Людовик XV рассмеялся.
— Герцог! До чего хорошо вы сказали! Однако могу поручиться, что вы не станете об этом трубить на Новом мосту.
— О, я отлично понимаю, сир, — отвечал Ришелье, — что после этого философы возьмутся за оружие. Правда, я не думаю, что вашему величеству или мне это чем-либо грозило бы. Главная задача состоит в том, чтобы обе силы королевства были удовлетворены. Так вот, сир, я не побоюсь сказать вашему величеству, хотя бы после этого я впал в немилость, что равносильно для меня смерти: я не мог бы исполнять волю графини Дю Барри.
Людовик XV примолк.
— Вот какая мысль пришла мне в голову, — продолжал Ришелье, — я недавно окинул взглядом придворных вашего величества и, честно говоря, увидел столько красивых и благородных девиц, столько знатных дам, что, будь я королем Франции, я бы не смог сделать выбор.

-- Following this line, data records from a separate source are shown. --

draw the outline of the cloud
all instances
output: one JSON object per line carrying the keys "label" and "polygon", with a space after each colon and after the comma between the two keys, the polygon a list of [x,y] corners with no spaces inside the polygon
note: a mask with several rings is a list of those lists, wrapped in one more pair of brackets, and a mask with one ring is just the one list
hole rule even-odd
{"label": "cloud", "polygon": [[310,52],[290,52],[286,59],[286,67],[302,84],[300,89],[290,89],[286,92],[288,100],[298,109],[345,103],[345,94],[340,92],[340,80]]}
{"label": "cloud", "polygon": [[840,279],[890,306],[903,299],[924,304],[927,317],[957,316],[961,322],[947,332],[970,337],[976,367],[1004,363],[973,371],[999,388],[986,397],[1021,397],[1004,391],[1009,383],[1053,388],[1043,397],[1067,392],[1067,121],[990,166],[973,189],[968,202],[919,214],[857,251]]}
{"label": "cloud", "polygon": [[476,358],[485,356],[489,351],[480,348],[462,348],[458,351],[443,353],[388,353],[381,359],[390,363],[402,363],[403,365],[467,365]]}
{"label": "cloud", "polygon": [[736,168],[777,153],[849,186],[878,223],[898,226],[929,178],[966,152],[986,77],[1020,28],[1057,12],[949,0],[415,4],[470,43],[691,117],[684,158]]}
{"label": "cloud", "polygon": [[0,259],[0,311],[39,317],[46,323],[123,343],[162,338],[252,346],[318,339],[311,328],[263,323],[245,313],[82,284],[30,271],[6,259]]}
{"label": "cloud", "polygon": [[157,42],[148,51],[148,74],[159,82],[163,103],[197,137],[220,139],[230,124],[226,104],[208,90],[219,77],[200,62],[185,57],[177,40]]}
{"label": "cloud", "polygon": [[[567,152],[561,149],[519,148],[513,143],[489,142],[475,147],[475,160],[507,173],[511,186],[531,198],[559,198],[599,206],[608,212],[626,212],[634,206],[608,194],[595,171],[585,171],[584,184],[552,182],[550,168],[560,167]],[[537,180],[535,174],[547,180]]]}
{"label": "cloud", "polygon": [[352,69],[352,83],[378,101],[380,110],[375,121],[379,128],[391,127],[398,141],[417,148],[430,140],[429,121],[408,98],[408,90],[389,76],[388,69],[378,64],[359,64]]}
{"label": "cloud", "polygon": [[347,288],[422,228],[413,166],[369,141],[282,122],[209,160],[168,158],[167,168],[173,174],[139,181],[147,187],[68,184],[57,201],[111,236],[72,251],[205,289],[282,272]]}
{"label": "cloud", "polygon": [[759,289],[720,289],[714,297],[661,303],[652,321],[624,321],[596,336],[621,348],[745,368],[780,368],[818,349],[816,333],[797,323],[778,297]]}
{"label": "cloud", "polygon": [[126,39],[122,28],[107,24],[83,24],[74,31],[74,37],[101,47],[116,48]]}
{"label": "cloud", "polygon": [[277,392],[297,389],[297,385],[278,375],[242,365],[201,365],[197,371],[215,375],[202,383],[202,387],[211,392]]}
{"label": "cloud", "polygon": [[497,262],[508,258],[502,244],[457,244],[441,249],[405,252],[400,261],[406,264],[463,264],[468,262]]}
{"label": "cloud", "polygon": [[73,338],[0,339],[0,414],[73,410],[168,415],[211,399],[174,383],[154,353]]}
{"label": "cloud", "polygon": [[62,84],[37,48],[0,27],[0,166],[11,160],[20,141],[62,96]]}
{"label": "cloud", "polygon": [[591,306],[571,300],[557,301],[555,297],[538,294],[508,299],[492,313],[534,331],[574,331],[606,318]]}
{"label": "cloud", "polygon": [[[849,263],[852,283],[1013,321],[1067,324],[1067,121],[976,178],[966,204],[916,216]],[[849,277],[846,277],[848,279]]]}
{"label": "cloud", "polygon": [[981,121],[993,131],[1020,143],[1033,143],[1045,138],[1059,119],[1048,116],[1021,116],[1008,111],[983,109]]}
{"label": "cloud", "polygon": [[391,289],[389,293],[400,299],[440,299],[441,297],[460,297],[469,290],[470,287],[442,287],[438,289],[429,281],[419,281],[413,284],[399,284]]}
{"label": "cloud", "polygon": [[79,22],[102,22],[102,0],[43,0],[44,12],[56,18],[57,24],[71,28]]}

Людовик XV повернулся к Таверне. Тот, чувствуя, что дело косвенным образом касалось и его, трепетал от страха и надежды; он впился глазами в герцога и всем своим существом готов был помочь красноречию герцога, словно подталкивая к берегу корабль, на котором находилось все его состояние.
— Вы придерживаетесь того же мнения, барон? — спросил король.
— Сир! Мне кажется, что вот уже несколько минут герцог говорит превосходно! — отвечал Таверне в сильном волнении.
— Так вы согласны с тем, что он говорит о благородных красавицах?
— Сир! Мне кажется, что при французском дворе и в самом деле есть очень хорошенькие!
— Вы того же мнения, барон?
— Да, сир.
— И вы готовы призвать меня, как и он, к тому, чтобы сделать свой выбор среди придворных красавиц?
— Признаться, я совершенно согласен с маршалом; смею также предположить, что и ваше величество придерживается того же мнения.
Наступило молчание, в течение которого король благосклонно разглядывал Таверне.
— Господа! — проговорил он наконец. — Я, вне всякого сомнения, последовал бы вашему совету, будь мне тридцать лет. И меня нетрудно было бы понять. Однако я считаю, что сейчас я слишком стар для того, чтобы быть чересчур доверчивым.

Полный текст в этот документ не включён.